その評価が常に悪いわけではありません。振り返りは成長のきっかけになることもあります。
しかし問題になるのは、常に減点方式で自分を見てしまう場合です。
「まだ足りない。」「もっとできたはずだ。」
このような評価が続くと、出来たことよりも出来なかった部分ばかりが目に入るようになります。

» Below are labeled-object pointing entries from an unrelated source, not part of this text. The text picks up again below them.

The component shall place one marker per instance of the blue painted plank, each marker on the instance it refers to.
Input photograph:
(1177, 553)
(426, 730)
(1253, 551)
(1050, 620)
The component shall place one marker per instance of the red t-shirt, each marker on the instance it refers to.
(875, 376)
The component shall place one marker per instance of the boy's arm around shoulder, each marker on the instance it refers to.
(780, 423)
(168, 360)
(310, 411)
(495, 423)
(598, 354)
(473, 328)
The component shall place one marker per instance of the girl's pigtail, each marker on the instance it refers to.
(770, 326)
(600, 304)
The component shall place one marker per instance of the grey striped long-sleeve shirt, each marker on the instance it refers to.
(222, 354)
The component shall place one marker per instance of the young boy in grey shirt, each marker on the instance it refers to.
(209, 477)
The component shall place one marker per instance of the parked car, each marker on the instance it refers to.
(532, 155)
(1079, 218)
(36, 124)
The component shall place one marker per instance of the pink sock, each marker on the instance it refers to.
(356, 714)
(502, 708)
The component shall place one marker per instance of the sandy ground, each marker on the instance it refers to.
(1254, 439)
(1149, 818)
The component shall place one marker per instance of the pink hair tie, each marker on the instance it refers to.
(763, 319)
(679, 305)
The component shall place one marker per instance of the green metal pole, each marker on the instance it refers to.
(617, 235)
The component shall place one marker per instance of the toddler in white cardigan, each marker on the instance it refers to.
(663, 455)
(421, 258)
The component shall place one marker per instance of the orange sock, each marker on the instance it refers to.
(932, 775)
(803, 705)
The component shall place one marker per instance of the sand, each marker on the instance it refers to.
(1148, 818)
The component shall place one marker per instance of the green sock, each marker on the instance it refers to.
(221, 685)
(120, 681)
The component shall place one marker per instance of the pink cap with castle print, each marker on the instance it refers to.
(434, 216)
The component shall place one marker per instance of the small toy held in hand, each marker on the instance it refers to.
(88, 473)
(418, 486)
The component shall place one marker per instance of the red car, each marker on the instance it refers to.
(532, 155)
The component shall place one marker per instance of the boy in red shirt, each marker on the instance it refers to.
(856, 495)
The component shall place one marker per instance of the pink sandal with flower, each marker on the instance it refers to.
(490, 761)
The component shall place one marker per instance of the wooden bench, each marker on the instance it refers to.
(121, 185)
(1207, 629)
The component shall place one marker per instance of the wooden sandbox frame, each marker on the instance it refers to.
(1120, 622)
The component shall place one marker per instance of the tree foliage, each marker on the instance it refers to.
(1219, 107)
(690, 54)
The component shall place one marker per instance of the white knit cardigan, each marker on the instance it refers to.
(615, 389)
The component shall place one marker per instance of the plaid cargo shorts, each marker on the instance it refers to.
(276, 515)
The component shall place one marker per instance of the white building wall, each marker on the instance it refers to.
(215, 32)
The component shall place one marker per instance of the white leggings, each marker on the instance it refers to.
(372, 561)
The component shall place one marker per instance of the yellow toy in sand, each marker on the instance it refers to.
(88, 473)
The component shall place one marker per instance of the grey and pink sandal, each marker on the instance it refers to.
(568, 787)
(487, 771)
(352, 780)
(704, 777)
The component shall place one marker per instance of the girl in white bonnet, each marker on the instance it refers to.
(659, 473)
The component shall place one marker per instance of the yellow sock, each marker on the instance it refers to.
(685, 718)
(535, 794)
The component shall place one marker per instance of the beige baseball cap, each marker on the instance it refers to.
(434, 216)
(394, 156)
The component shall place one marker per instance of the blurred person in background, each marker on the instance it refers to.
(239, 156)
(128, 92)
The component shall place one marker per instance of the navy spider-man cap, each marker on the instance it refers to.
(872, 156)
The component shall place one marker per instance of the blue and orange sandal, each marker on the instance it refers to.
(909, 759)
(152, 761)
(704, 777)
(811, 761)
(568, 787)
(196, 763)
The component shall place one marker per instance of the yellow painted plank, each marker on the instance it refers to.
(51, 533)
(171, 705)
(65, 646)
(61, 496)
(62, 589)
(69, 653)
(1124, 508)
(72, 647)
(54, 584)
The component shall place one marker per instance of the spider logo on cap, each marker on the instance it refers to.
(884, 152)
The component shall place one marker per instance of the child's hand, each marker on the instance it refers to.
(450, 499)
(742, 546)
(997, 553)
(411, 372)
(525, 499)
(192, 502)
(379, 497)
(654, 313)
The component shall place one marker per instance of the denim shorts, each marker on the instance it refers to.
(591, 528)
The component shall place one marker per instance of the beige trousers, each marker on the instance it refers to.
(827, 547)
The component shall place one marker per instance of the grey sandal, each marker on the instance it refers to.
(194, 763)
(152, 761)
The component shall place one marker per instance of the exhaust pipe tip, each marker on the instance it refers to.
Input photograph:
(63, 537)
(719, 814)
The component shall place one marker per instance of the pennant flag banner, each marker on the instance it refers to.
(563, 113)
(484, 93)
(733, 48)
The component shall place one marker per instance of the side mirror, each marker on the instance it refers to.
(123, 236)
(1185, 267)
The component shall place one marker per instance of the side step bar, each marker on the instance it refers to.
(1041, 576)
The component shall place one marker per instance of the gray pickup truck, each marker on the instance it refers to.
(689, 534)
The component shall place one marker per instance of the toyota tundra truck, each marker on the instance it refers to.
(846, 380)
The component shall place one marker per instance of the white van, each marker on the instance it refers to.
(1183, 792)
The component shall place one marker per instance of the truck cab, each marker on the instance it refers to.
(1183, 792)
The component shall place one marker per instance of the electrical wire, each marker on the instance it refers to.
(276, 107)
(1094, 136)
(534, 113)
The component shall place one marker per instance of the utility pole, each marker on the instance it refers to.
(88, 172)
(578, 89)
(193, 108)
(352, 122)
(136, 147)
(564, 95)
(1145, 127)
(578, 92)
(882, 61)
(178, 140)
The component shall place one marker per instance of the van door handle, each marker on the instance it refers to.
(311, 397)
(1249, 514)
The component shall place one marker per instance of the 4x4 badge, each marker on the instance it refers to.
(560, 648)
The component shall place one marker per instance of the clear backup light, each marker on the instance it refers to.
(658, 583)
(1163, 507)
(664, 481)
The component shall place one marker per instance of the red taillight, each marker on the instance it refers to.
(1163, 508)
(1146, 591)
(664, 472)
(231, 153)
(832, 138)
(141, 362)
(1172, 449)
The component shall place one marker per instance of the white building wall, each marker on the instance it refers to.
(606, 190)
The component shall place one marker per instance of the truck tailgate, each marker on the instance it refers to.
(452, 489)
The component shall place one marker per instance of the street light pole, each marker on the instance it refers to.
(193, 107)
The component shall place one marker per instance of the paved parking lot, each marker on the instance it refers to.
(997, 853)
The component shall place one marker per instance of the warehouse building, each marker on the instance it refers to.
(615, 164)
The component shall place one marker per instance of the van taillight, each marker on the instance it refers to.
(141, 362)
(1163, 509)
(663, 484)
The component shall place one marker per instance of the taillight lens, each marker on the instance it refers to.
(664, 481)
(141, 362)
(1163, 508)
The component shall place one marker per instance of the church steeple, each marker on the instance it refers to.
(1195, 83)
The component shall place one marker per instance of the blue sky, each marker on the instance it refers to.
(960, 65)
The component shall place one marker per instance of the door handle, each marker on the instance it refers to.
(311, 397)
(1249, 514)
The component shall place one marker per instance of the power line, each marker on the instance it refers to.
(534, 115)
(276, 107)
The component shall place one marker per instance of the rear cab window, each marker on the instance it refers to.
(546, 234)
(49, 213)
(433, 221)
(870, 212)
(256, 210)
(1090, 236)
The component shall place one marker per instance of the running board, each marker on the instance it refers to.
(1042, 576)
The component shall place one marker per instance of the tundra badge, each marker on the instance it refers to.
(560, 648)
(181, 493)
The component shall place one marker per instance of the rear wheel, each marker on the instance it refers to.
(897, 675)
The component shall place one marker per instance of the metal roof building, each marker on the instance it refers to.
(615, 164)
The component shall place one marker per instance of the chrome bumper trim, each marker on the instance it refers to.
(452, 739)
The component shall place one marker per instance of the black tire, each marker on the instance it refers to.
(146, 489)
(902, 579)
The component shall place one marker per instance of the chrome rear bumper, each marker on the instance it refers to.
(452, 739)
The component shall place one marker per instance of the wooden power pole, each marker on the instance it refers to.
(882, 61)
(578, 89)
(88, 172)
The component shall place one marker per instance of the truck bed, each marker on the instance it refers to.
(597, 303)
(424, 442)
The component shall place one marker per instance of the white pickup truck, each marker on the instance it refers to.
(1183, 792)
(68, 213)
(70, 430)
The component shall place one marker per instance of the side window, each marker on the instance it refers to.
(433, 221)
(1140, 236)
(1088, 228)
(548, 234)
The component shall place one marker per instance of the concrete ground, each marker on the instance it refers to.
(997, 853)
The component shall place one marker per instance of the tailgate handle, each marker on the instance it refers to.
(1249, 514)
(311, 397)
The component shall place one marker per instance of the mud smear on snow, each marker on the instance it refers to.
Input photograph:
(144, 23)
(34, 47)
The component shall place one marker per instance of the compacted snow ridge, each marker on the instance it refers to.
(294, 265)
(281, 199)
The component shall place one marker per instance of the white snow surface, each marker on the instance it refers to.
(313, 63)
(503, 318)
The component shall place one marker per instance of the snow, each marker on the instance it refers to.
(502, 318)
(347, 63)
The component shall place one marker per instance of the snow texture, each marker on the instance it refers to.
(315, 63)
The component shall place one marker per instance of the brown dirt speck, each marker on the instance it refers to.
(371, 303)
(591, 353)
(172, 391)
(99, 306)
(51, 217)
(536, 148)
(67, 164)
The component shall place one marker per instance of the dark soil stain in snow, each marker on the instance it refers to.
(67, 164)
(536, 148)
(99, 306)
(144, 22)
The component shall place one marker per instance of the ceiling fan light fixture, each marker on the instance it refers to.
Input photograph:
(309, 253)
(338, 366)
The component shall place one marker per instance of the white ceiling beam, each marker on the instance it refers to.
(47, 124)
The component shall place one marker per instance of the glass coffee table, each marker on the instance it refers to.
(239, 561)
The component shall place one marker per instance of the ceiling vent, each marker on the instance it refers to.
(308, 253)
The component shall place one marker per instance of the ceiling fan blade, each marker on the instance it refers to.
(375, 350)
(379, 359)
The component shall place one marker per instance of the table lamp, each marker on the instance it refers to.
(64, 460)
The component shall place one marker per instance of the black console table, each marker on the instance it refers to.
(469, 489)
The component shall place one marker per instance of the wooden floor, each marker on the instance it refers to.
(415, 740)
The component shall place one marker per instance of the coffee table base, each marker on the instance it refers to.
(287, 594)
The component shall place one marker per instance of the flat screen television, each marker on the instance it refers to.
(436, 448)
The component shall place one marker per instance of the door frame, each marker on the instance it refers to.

すると、どれだけ努力しても満足感が生まれにくくなります。
結果として、自分を評価する行為そのものが心の負担になっていきます。
ここでのヒントは、評価ではなく事実を見ることです。
例えば,
今日は予定していた仕事を終えた。今日は人と話す時間を取れた。今日は少し休む時間があった。
このように、まず事実を確認します。
出来たことと出来なかったことを同じ重さで見るだけでも、心の消耗は変わることがあります。
他人と比べる思考
二つ目は、他人と比べる思考です。
人は自然と周囲の人を見ます。
同僚。友人。同級生。
最近ではSNSなどで、他人の生活を目にする機会も増えました。
誰かの成功や楽しそうな様子を見ると、自分と比べてしまうことがあります。
比較そのものが悪いわけではありません。刺激になる場合もあります。
しかし比較が続くと、評価の基準が自分の外側に移ってしまいます。
「あの人はもっと稼いでいる。」「自分はまだ足りない。」
このような思考が繰り返されると、いつの間にか自分の価値を他人の基準で判断するようになります。
ですが、人の人生は条件が大きく異なります。
環境。性格。タイミング。
これらが違うため、単純な比較にはあまり意味がないことも多いです。
ここでのヒントは、他人ではなく昨日の自分を見ることです。
昨日より少し体調が良い。昨日より少し落ち着いて話せた。
このような小さな変化に気づくことが、自分の感覚を取り戻すきっかけになります。
考え続けてしまう思考
三つ目は、考え続けてしまう思考です。
人は過去や未来について考えることができます。それ自体は大切な能力です。
しかし考えが止まらなくなると、心の回復が遅くなることがあります。
過去について考えるとき。
「あのとき別の言い方ができたのではないか。」
未来について考えるとき。
「このままで大丈夫だろうか。」
このような思考が続くと、体は休んでいても頭は働き続けます。
その結果、休んでも回復しないような感覚が生まれることがあります。
ここでのヒントは、短い時間でも今の感覚に意識を戻すことです。
例えば。
足の裏の感覚を感じる。呼吸の出入りを感じる。
このように、体の感覚に意識を向けるだけでも思考の流れが少し変わることがあります。
まとめ
心がすり減る原因は、能力や努力とは別のところにある場合があります。
自分を採点する。他人と比較する。考え続ける。
これらの思考が重なると、心は休みにくくなります。
まずは自分の思考のクセに気づくことが大切です。
気づくことができれば、少しずつ心の扱い方を変えることもできます。
日々の生活の中で、無理のない範囲で試してみてください。